Tatsächlich entspricht das Gerät fast exakt unserer Idealkonfig, die ich hier https://www.macgadget.de/News/2022/02/07/Insider-Naechstes-Apple-Event-… beschrieb und ist dann sogar 130 bis 160 Euro billiger, als ich prognostiziert hatte.

Hallo an alle. Als Musiker schaue ich mir in erster Linie die Single Core Werte an. Hier finde ich es bemerkenswert das mein Macbook Air M1 mit 1700 doch gut mithält. Grafikperformance ist bei Logic, Pro Tools etc. nicht gaaanz so wichtig. Ansonsten fand ich die Show gestern abend eher „gestelzt“. Das einzige Highlight für mich war das Studio Display - wenn auch teuer. Aber Apple Cinema Displays waren vor 17 Jahren auch kein Sonderangebot und mein 23 HD läuft immer noch :-)

 

deshalb ist es nicht verwunderlich, das dein Air bei den Single Core Werten mithalten kann. Das mehr an Leistung bei Pro, Max und Ultra im Vergleich zum M1 kommt auch nur daher, das dort überall mehr von allem drin ist (CPU- und GPU-Kerne, RAM...).

Das Warten auf den Herbst kann man sich vermutlich sparen:

Aktuell ist eher davon auszugehen, dass es keinen 27" iMac mehr geben wird.

Im "Peek Performance" Event bestätigt John Ternus, dass es nur noch einen weiteren Apple Silicon Mac geben wird: den Mac Pro.

Der 27" iMac ist inzwischen auch aus dem Apple Store verschwunden und Apple hat ggü. ArsTechnica den 27-Zöller inzwischen als "End-of-Life" Produkt bestätigt.

Ja, das macht Sinn - mehr Kerne mehr Multicore Power.

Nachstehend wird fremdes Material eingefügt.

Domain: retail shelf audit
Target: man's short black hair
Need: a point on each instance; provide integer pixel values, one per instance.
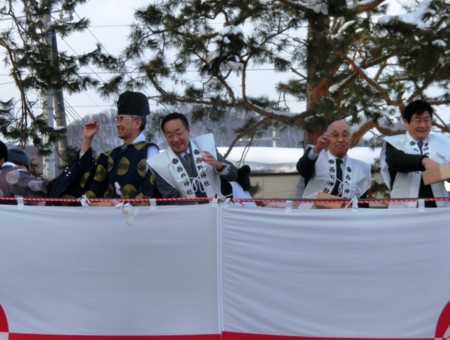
(172, 116)
(143, 120)
(417, 106)
(3, 151)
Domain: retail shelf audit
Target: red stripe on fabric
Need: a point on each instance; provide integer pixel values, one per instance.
(18, 336)
(443, 322)
(247, 336)
(3, 321)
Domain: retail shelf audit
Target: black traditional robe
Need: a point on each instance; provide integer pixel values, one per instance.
(95, 178)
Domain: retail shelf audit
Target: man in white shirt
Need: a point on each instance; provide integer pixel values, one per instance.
(190, 167)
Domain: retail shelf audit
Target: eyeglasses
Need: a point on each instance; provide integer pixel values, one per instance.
(120, 119)
(426, 121)
(177, 134)
(336, 135)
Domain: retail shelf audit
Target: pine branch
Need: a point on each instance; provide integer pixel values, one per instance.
(371, 82)
(427, 82)
(243, 134)
(367, 6)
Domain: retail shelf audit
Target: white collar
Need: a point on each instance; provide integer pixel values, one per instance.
(139, 138)
(9, 164)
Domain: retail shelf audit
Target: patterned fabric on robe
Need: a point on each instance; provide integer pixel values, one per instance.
(125, 165)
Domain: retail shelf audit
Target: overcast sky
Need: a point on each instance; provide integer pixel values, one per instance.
(110, 22)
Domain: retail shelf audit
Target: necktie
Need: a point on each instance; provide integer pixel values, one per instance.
(420, 144)
(338, 177)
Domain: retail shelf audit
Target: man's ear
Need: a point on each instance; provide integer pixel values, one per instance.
(405, 122)
(138, 123)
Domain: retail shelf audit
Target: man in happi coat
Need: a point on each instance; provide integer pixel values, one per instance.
(190, 167)
(121, 172)
(404, 157)
(326, 167)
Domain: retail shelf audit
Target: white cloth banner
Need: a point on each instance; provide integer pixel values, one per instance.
(197, 272)
(69, 271)
(335, 273)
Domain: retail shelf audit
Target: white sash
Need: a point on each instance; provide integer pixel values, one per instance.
(356, 178)
(172, 170)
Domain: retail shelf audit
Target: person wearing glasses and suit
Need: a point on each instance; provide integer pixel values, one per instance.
(119, 173)
(190, 167)
(404, 157)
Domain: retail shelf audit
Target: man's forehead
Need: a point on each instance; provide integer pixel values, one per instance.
(173, 125)
(424, 114)
(339, 127)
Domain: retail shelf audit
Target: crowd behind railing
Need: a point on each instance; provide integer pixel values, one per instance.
(192, 171)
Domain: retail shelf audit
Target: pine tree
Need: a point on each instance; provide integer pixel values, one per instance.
(346, 59)
(35, 68)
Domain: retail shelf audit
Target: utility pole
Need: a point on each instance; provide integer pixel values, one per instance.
(54, 101)
(60, 112)
(49, 160)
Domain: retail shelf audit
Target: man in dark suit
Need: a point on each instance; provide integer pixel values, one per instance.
(404, 157)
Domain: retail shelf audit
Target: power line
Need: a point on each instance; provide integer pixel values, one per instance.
(137, 72)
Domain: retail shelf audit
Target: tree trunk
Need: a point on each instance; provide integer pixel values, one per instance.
(318, 54)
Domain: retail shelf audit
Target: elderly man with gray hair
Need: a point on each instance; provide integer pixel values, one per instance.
(15, 179)
(326, 167)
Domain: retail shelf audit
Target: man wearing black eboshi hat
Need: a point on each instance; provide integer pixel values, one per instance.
(121, 172)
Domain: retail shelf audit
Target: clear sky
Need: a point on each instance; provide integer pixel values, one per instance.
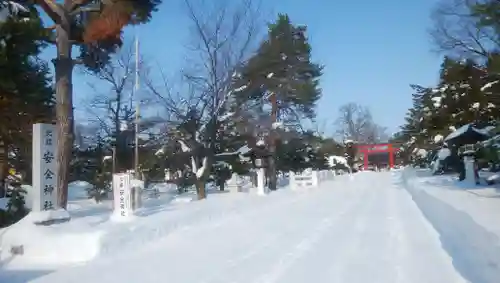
(372, 50)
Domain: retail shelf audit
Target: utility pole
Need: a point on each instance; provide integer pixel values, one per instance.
(137, 115)
(272, 143)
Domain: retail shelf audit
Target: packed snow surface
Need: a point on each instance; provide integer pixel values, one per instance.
(365, 229)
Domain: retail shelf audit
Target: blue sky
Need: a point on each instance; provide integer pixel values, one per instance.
(372, 50)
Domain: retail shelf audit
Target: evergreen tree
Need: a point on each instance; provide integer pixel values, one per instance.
(283, 72)
(95, 28)
(26, 95)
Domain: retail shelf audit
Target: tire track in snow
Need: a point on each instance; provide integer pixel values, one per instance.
(308, 242)
(261, 246)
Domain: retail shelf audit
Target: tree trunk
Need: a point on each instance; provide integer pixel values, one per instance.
(3, 168)
(272, 145)
(200, 188)
(64, 110)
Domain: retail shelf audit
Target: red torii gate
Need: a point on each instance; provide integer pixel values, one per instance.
(366, 149)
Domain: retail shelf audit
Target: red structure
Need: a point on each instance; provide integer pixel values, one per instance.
(367, 149)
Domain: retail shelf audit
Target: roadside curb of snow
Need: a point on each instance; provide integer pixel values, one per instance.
(123, 239)
(474, 250)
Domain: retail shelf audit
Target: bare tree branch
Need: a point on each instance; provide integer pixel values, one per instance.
(456, 31)
(356, 123)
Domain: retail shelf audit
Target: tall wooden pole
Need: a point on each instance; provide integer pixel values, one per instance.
(137, 115)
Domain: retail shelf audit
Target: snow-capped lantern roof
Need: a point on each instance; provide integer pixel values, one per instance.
(467, 134)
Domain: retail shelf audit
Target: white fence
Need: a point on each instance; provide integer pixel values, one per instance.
(309, 178)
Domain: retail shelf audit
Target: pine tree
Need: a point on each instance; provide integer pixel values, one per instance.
(95, 27)
(26, 95)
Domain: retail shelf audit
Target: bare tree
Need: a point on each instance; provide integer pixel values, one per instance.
(355, 122)
(456, 30)
(223, 37)
(114, 108)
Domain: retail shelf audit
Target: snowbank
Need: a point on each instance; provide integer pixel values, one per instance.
(48, 245)
(473, 245)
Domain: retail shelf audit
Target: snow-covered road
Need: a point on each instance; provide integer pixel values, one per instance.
(366, 230)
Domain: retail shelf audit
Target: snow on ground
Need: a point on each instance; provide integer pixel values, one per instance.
(366, 229)
(466, 218)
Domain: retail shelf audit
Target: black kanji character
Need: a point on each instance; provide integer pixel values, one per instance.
(48, 157)
(48, 174)
(48, 189)
(48, 205)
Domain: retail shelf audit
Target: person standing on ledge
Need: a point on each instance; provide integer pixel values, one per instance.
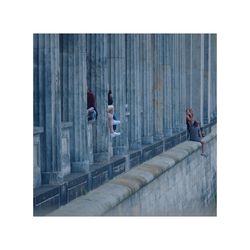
(189, 121)
(195, 135)
(91, 109)
(110, 102)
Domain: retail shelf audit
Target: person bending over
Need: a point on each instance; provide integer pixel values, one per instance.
(195, 135)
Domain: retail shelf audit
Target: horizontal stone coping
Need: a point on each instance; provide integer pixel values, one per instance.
(38, 130)
(109, 195)
(66, 124)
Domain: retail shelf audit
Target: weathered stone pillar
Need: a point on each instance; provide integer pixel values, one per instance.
(158, 87)
(74, 99)
(214, 75)
(197, 76)
(176, 84)
(118, 87)
(97, 50)
(146, 81)
(133, 91)
(167, 86)
(183, 92)
(48, 111)
(206, 83)
(188, 66)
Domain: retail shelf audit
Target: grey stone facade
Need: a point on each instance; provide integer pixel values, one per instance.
(153, 77)
(178, 182)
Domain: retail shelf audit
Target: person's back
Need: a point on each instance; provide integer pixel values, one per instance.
(195, 132)
(90, 99)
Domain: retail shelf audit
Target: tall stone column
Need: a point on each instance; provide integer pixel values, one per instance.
(214, 74)
(206, 80)
(197, 75)
(133, 91)
(48, 116)
(183, 92)
(74, 100)
(158, 86)
(97, 66)
(188, 67)
(146, 81)
(176, 84)
(118, 87)
(167, 86)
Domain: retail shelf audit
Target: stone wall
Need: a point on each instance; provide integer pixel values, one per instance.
(153, 77)
(177, 182)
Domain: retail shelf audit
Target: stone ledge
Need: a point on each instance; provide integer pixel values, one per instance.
(109, 195)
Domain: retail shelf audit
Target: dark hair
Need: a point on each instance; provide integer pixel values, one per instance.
(196, 123)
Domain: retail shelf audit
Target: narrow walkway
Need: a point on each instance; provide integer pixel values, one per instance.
(109, 195)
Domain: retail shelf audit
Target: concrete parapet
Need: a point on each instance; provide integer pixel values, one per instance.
(171, 170)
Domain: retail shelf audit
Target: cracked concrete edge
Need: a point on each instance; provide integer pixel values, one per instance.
(101, 200)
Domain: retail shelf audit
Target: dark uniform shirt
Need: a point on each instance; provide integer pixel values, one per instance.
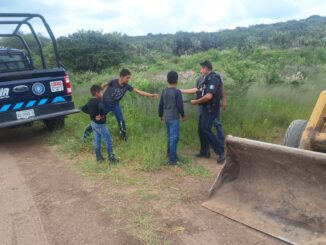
(115, 92)
(94, 107)
(171, 105)
(211, 84)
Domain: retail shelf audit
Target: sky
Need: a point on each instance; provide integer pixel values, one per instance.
(140, 17)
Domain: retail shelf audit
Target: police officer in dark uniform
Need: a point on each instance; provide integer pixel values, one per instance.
(208, 97)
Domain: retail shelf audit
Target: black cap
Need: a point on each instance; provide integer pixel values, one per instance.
(207, 64)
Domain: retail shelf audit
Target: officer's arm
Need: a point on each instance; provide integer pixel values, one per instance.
(189, 91)
(203, 99)
(143, 93)
(223, 104)
(105, 85)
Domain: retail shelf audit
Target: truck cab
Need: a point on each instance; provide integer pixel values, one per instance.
(27, 93)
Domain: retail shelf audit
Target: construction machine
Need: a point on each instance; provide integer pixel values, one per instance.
(278, 189)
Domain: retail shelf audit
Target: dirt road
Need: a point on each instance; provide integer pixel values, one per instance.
(44, 202)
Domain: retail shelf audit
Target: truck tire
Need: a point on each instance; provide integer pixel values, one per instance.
(294, 132)
(55, 123)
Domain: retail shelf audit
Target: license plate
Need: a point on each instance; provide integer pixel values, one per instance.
(25, 114)
(56, 86)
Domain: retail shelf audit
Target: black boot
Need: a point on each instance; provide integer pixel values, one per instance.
(112, 158)
(204, 155)
(123, 134)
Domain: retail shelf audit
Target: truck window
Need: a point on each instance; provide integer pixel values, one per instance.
(10, 62)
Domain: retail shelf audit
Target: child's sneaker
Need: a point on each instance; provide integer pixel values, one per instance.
(112, 158)
(88, 130)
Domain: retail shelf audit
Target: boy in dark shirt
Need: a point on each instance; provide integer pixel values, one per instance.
(170, 110)
(114, 92)
(95, 109)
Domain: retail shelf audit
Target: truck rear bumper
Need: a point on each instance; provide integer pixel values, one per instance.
(9, 119)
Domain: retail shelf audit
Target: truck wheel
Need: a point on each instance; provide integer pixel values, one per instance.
(294, 132)
(55, 123)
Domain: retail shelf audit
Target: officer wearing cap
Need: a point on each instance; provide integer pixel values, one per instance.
(208, 97)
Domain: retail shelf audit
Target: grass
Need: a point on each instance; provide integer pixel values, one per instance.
(142, 184)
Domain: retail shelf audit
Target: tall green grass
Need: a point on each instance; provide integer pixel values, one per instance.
(257, 108)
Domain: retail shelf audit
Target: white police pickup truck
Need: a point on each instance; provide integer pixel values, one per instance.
(28, 94)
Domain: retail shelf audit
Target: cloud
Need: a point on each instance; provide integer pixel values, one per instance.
(139, 17)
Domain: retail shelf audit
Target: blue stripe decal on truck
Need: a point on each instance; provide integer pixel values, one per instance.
(42, 101)
(31, 103)
(58, 99)
(18, 106)
(5, 108)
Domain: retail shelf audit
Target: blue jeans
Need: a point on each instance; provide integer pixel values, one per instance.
(172, 128)
(101, 131)
(206, 136)
(115, 108)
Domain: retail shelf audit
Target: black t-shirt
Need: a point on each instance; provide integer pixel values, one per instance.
(212, 84)
(115, 91)
(94, 107)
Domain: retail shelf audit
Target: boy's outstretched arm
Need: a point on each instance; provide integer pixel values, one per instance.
(180, 104)
(143, 93)
(189, 90)
(105, 85)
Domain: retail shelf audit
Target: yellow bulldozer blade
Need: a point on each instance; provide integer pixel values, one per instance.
(278, 190)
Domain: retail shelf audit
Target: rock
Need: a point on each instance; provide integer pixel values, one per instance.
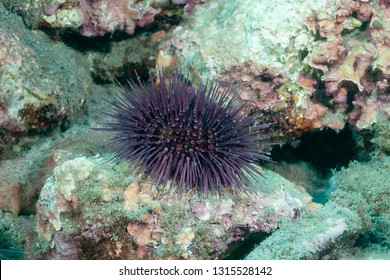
(104, 212)
(34, 95)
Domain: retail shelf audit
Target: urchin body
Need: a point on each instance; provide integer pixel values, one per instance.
(186, 136)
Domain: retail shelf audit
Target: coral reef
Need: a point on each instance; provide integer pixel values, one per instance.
(312, 236)
(33, 94)
(93, 209)
(13, 235)
(354, 59)
(90, 18)
(365, 189)
(307, 64)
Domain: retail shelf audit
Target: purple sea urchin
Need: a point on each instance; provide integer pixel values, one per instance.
(186, 136)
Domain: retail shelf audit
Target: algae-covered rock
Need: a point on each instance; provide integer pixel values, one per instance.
(91, 208)
(13, 235)
(365, 189)
(43, 84)
(311, 236)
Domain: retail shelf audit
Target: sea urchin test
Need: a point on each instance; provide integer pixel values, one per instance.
(186, 136)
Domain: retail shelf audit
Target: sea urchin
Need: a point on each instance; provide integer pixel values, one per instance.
(186, 136)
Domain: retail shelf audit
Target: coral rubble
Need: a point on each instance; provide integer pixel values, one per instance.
(34, 95)
(96, 210)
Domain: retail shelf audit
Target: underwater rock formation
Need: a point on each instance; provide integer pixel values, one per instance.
(312, 236)
(308, 64)
(90, 18)
(34, 95)
(365, 189)
(90, 208)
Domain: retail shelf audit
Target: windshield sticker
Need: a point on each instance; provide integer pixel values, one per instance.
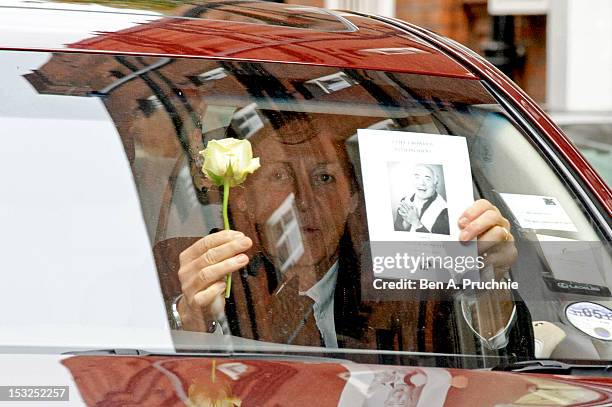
(539, 212)
(574, 260)
(593, 319)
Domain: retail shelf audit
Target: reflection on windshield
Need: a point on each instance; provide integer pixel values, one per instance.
(303, 210)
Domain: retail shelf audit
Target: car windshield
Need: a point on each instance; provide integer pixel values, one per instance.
(106, 203)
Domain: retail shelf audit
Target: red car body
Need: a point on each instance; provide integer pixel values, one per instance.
(355, 41)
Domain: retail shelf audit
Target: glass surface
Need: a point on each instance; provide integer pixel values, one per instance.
(303, 209)
(594, 140)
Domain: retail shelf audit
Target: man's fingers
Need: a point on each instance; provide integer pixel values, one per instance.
(223, 252)
(205, 298)
(206, 243)
(209, 275)
(487, 220)
(473, 212)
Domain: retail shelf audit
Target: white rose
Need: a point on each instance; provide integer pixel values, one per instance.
(229, 161)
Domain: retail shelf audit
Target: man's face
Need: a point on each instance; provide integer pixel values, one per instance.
(316, 172)
(424, 182)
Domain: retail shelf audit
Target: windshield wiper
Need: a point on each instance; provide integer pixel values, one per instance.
(115, 351)
(555, 367)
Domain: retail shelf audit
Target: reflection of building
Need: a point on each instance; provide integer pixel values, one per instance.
(468, 22)
(558, 49)
(159, 104)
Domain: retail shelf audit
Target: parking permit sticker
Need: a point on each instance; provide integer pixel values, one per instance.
(593, 319)
(539, 212)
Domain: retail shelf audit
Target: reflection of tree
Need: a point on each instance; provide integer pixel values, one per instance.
(155, 5)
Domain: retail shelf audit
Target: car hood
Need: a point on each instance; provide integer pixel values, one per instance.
(224, 381)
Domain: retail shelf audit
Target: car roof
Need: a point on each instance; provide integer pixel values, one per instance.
(226, 29)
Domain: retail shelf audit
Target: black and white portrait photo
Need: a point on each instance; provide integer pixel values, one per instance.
(413, 184)
(418, 198)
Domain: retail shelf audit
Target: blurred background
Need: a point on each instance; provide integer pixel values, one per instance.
(558, 51)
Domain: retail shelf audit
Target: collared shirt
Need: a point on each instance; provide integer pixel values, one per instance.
(322, 293)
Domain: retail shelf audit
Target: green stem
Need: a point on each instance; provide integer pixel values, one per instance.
(228, 278)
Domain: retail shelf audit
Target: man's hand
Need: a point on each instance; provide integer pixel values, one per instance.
(203, 267)
(493, 309)
(484, 221)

Ich hatte gedacht das sich auch im Single Core Bereich etwas tut - wenn Apple den neuen Mac schon „Studio“ nennt. Egal - ich kann mit einer Latenz von 64 Samples gut leben mit dem Macbook Air.

Ein neuer großer iMac - ob jetzt 27" oder gleich 30" - soll in der Entwicklung sein. Herbst/Winter heißt es. Gibt auch einen Bericht hier dazu.

hatten auch gesagt, es würde gestern ein neues Macbook Pro 13" kommen, der M2 wäre fertig und es gäbe eine leistungsfähigere Variante des Mac mini. Den Mac Studio hatte bis vor 2 Tagen niemand auf dem Plan.

Der Mac-Studio ist in gewisser Weise doch eine Leistungsfähigere Variante des Mac Mini. Und sieht (fast) genauso aus. Etwas höher und mehr Anschlüsse. Ist doch genau das Gewünschte. Nur etwas zuviel Power für "jedermann" und etwas gar teuer. 
Gleiches Gehäuse. M1 und M1 Pro im Angebot. Start irgendwo bei 999.— mit 16 und 500GB wäre perfekt.